ModeConsistent PushConsistent Push SwapBehaviorSegment to File Mapping
Sync ModefalsefalseNo atomicity is guaranteed within the batch1:1
Sync ModetruefalseAtomic batch ingestion, it is used for incremental ingestion.1:1
Sync ModefalsetrueFull table refresh, atomic per run1:1
Append ModetruefalseAtomic batch ingestion, it is used for incremental ingestion.m:n
Append ModefalsetrueFull table refresh, atomic per runm:n

Scaling and Stability Recommendations

ParameterDescriptionRecommended Setting
tableMaxNumTasksMax concurrent subtasks per table1000 (adjust per controller capacity)
taskMaxDataSizeMax data processed per subtask1–2 GB (default: 1 GB)
taskMaxNumFilesMax files per subtaskIncrease for small-file datasets
desiredSegmentSizeTarget Pinot segment size500 MB – 1 GB

Recommendations

1. Large Ad-hoc Ingestion (~2TB, consistentPushSwapEnabled=false)

  • Append Mode: If taskMaxDataSize = 1GB and tableMaxNumTasks = 1000, a single batch can ingest 1TB. Run twice to complete 2TB ingestion.
  • Sync Mode: If each file = 400 MB, with tableMaxNumTasks = 1000, total = 400 GB per batch → 5 batches required.
  • Tip: Re-trigger /tasks/schedule or /tasks/execute in a loop until no subtasks are created. (No ingestion will take place unless there are new files).

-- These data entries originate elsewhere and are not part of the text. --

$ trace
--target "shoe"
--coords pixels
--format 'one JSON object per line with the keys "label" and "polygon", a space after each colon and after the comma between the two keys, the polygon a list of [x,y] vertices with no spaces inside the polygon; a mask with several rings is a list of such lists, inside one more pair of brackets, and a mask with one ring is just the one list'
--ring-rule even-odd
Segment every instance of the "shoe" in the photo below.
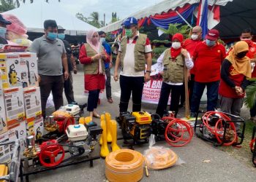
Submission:
{"label": "shoe", "polygon": [[100,118],[99,114],[97,114],[97,112],[94,112],[94,113],[92,114],[92,116],[93,116],[94,117],[96,117],[96,118]]}
{"label": "shoe", "polygon": [[112,100],[112,98],[108,98],[108,102],[109,103],[113,103],[113,100]]}

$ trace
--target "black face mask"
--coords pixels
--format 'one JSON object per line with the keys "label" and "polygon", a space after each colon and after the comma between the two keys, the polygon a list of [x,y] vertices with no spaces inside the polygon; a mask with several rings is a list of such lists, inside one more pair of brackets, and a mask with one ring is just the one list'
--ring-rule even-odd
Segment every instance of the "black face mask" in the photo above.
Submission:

2. Full Table Refresh (consistentPushSwapEnabled=true)

  • Refresh the whole table with new data.
  • Ensures atomic ingestion for all or none.
  • Atomicity applies only within a single task execution, not across batches.
  • Set tableMaxNumTasks = -1 to generate all subtasks in one batch.

3. Atomic Table Ingestion (consistentPushEnabled=true)

  • Similar atomic behavior as above; atomic only within one task execution.
  • Set tableMaxNumTasks = -1 to generate all subtasks in one batch.

4. Rerun on Failure

  • Use the Debug API to verify task status.
  • If subtasks show FAILED or TIMED_OUT, re-trigger with the same config.
  • Once all subtasks are COMPLETED, reruns have no effect (idempotent).

Delta Ingestion Task

  • Generates 1:1 mapping of Delta files to Pinot segments.
  • Safe to rerun; each execution is independent.
  • Supports both Schedule and Execute ad hoc APIs.
Rerun Recommendation:
  • Check via Debug API.
  • If subtasks show FAILED or TIMED_OUT, re-trigger.
  • Once all are COMPLETED, rerun has no effect.

Segment Backfill Task

  • Executable only on-demand (cannot be scheduled).
  • Does not support the schedule parameter in task config.
  • Avoid re-triggering successful runs — repeated runs will re-ingest the same data.
Rerun Recommendation:
  • Check via Debug API.
  • If subtasks show FAILED or TIMED_OUT, re-trigger.
  • Once all are COMPLETED, rerun has no effect.

Segment Import Task

  • Recommended frequency: every 15 minutes.
  • Should be scheduled via the schedule parameter in task config.
  • It is not recommended to trigger using ad hoc schedule or execute APIs.

Segment Refresh Task / Alter Table Task

  • Recommended frequency: every 15 minutes.
  • Should be scheduled via the schedule parameter in task config.
  • It is not recommended to trigger using ad hoc schedule or execute APIs.
  • Use the Progress Tracker API to monitor execution status for Alter Table Task.
I